Notes —This species seems to have been collected only four times prior to this study. It is remarkably similar to Aristida tenuissima A.Camus, Aristida similis Steud., and Aristida rufescens Steud.; identification of reliable distinguishing characters beyond the 3-nerved lower glume in Sartidia is problematic. Sartidia isaloensis appears to be more stout than Aristida, with a more compact inflorescence, redder vegetative parts, and generally darker in colour. Sequences of the chloroplast (rbcL, ndhF, matK, trnL-trnF, rps16 intron) and nuclear (ITS) regions are similar to those of all accessions of Sartidia analysed and consistently different from the numerous species of Aristida and Stipagrostis analysed (Besnard et al. 2014).
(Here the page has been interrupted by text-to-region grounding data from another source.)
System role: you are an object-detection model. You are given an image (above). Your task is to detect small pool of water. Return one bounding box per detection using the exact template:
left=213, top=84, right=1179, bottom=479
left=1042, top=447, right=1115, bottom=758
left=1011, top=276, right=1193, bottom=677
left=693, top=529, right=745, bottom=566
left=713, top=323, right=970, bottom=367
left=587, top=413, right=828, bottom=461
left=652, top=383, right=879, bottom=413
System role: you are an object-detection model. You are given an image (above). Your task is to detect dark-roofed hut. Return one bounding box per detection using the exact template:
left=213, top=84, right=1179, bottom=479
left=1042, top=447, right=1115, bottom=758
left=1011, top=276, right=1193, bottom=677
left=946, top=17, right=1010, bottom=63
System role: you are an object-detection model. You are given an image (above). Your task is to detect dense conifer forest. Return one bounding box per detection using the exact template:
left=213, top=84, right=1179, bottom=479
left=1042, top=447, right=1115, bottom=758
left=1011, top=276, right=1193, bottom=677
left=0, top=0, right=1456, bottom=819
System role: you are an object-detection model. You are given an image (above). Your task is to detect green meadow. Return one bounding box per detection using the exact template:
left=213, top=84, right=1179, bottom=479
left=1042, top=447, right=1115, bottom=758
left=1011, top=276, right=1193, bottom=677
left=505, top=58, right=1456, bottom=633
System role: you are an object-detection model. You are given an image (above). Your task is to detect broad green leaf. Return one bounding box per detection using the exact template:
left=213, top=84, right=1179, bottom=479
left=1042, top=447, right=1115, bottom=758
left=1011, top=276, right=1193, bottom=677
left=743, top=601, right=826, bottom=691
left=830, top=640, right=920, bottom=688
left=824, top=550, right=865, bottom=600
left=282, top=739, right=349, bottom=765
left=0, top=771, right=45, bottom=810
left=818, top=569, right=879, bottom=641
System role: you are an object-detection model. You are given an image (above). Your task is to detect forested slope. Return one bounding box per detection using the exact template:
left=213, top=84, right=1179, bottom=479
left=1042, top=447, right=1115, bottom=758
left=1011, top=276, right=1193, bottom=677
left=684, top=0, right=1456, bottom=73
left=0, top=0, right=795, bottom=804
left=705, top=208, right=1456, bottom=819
Additional Specimens Examined —Madagascar. Prov. Antananarivo: S of Iarinandriana (Iharinandriana), steppe on a hill, ca. 1,500 m, Aug 1962, J. Bosser 16672 (TAN [2 sheets], P [P02257507, P02257506, P03346021]); S of Iarinandriana (Iharinandriana), steppe on a hill, ca. 1,500 m, Aug 1962, J. Bosser 16673 (P [P02257504, P03346020, P02257505]). Prov. Fianarantsoa: Col des Tapias, Isalo National Park, on rocks, ca. 1,000 m, Dec 1959, J. Bosser 13908 (TAN [2 sheets], P [P02215574]); Isalo National Park, 20 km N of Ilakaka, on rocks in a degraded habitat, ca. 900 m, Mar 1970, P. Morat 3609 (TAN, P [P03346064]).
Fig. 4.
Leaf cross sections of Sartidia isaloensis demonstrating anatomy typical of a C3 species: many mesophyll cells between a few large veins. A. Cross section of leaf blade; scale bar = 100 µm; B. Cross section of a leaf blade margin; scale bar = 100 µm. BS = Bundle Sheath; M = Mesophyll; LE = Lower Epidermis; UE = Upper Epidermis; S = Sclerenchyma; VT = Vascular Tissue. Material from the type collection Razanatsoa et al. 578 (K).
Acknowledgments.
Work in Madagascar could not have happened without Hélène Ralimanana, Franck Rakotonasolo, Roger Rajaonarison, Nanjarisoa Olinirina Prisca (Kew Madagascar Conservation centre, Antananarivo), and Stuart Cable (K). We would like to thank Madagascar National Parks (MNP) for granting approval for our work in Isalo, Direction Générale des Forêts (DGF) for the permits, and Parc Botanique et Zoologique de Tsimbazaza (PBZT) for supporting the permit applications. We are grateful to Philippe Morat for discussions about his previous collection of S. isaloensis. This work was financed by the UK SynTax award scheme supported by BBSRC and NERC and by the National Geographic Society Global Exploration Fund GEFNE10–11. Visit to P by MSV was supported by the SYNTHESYS program grant FR-TAF-2694. GB was supported by the LABEX entitled TULIP managed by Agence Nationale de la Recherche (ANR-10-LABX-0041). The authors would also like to thank the curators of TAN, P, and K herbaria, and the manuscript reviewers.